Non è certo la prima volta che il linguaggio cifrato arricchisce le indagini su episodi di corruzione. Uno degli ultimi casi è emersi in settembre con un giro di tangenti legato alla vendita di prodotti di aziende del gruppo Finmeccanica. In un documento i magistrati della procura di Napoli sottolineano il riferimento a nomi in codice per riferirsi a pagamenti già effettuati, ad altre richieste di denaro e alle somme da erogare: si ripetono, così - in maniera inequivocabile, secondo il pm - espressione come ''aprire il ristorante'', ''pagare i coperti'', ''pagare un altro pranzo'', ''lasciare la mancia''.

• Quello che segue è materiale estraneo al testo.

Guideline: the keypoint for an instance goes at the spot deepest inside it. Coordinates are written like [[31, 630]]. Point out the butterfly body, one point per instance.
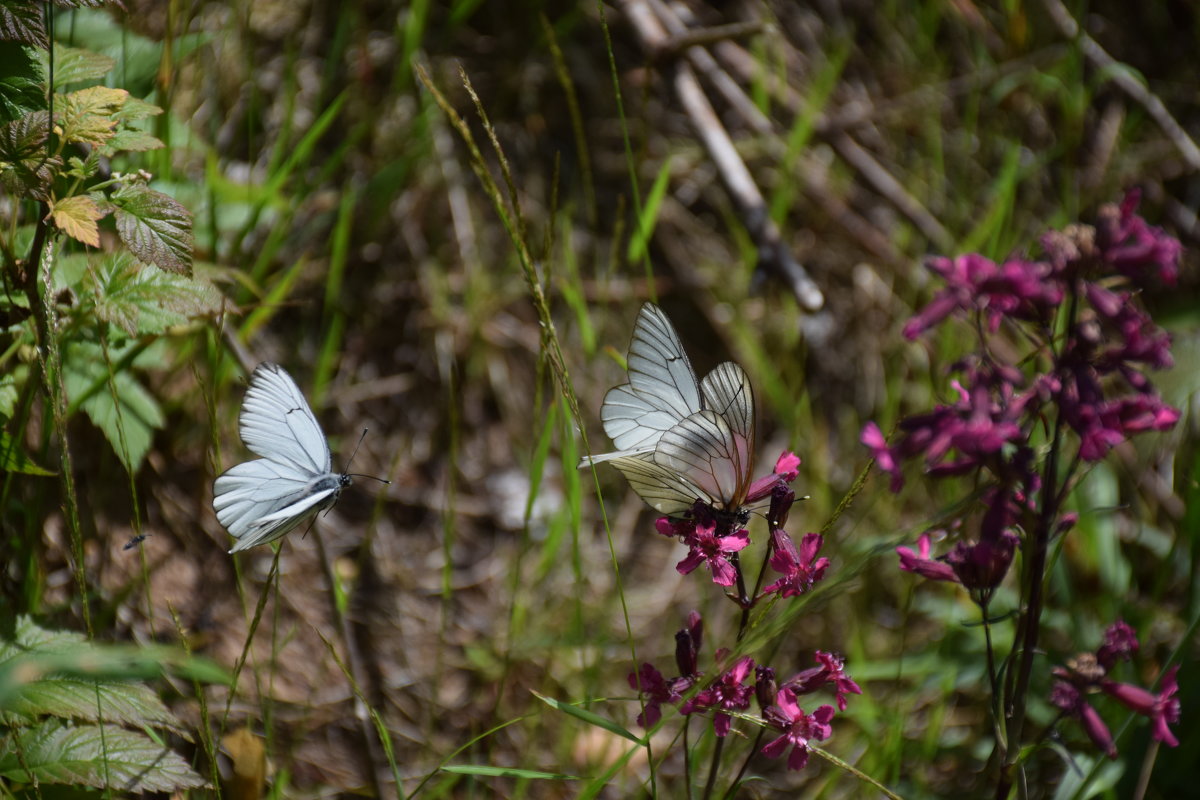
[[263, 499], [679, 440]]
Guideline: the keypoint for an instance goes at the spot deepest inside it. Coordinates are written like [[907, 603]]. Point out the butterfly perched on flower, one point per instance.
[[679, 440]]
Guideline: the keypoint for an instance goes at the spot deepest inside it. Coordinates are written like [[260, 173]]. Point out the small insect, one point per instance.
[[263, 499], [679, 440]]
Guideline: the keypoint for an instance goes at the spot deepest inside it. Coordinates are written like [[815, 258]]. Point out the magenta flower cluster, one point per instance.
[[1075, 360], [714, 537], [732, 692], [1056, 379], [1089, 673], [1091, 377]]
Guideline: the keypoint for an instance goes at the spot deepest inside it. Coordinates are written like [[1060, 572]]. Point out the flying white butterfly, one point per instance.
[[261, 500], [679, 441]]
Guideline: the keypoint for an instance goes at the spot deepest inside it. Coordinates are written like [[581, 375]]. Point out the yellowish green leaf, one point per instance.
[[89, 115], [76, 216]]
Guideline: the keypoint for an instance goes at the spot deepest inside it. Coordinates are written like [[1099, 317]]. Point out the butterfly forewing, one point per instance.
[[679, 441], [277, 423], [726, 390], [661, 388]]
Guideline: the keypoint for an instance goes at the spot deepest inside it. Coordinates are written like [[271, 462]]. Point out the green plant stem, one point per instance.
[[49, 362]]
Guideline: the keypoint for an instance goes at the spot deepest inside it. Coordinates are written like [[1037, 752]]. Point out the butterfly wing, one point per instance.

Il linguaggio della tavola sembra essere il più gettonato. Soprattutto quando si parla di droga. E' il caso di un pescivendolo arrestato a metà novembre in provincia di Palermo. Nella telefonata intercettata dai Carabinieri l'uomo dice: "Va bene prepara qualche 5 chili di gamberoni una cosa di queste tanto per mangiare questa sera va bene?...Sto arrivando, ciao''. Ma secondo gli inquirenti si riferisce in realtà alla cocaina.

Qualche giorno prima un'organizzazione criminale sgominata in Calabria aveva dimostrato di andare oltre il bancone della "pescheria": gli arrestati, secondo quanto emerso dalle indagini, usavano un codice di riferimento utilizzando parole come ''frutta'' e ''caffè". Amanti dell'"espresso" sono anche le persone finite in manette nel 2010 con l'accusa di spaccio a San Basilio, estrema periferia romana. Nel dizionario non può mancare la "mozzarella", come si è scoperto a Napoli in un'operazione del 2010. Nelle stesse indagini gli inquirenti annotano che tra le parole in codice utilizzate per riferirsi alla cocaina ci sono anche "scarpe", "documenti", "cd" e "bottiglie".

C'è poi chi preferisce personificare le sostanze stupefacenti. In maggio i Carabinieri di Ischia si sono imbattuti nella "zia Maria", parola in codice per la marijuana e nella "sposa", cioè la cocaina. Due pusher romani arrestati nel 2010 sono andati oltre: chiamavano l'hashish con vari nomi come "Bruno" e "Fausto". Niente in confronto ai componenti di un'organizzazione, italiani e stranieri, che nelle loro conversazioni scomodavano "Topo Gigio", "Lola", "Paperino", "Pollicino", e "Balù". La polizia di Perugia che nel marzo 2010 li ha arrestati, non ha potuto fare a meno di battezzare l'operazione "Disneyland".

Tra i casi più celebri infine c'è quello del "cavallo" intercettato in una telefonata tra il senatore del Pdl Marcello Dell'Utri, condannato in appello a 7 anni per concorso in associazione mafiosa, e Vittorio Mangano, criminale legato a Cosa Nostra nonché stalliere nella residenza di Silvio Berlusconi ad Arcore. Per l'accusa l'animale altro non era che una parola in codice per riferirsi a una partita di droga. Una tesi sempre respinta dal senatore.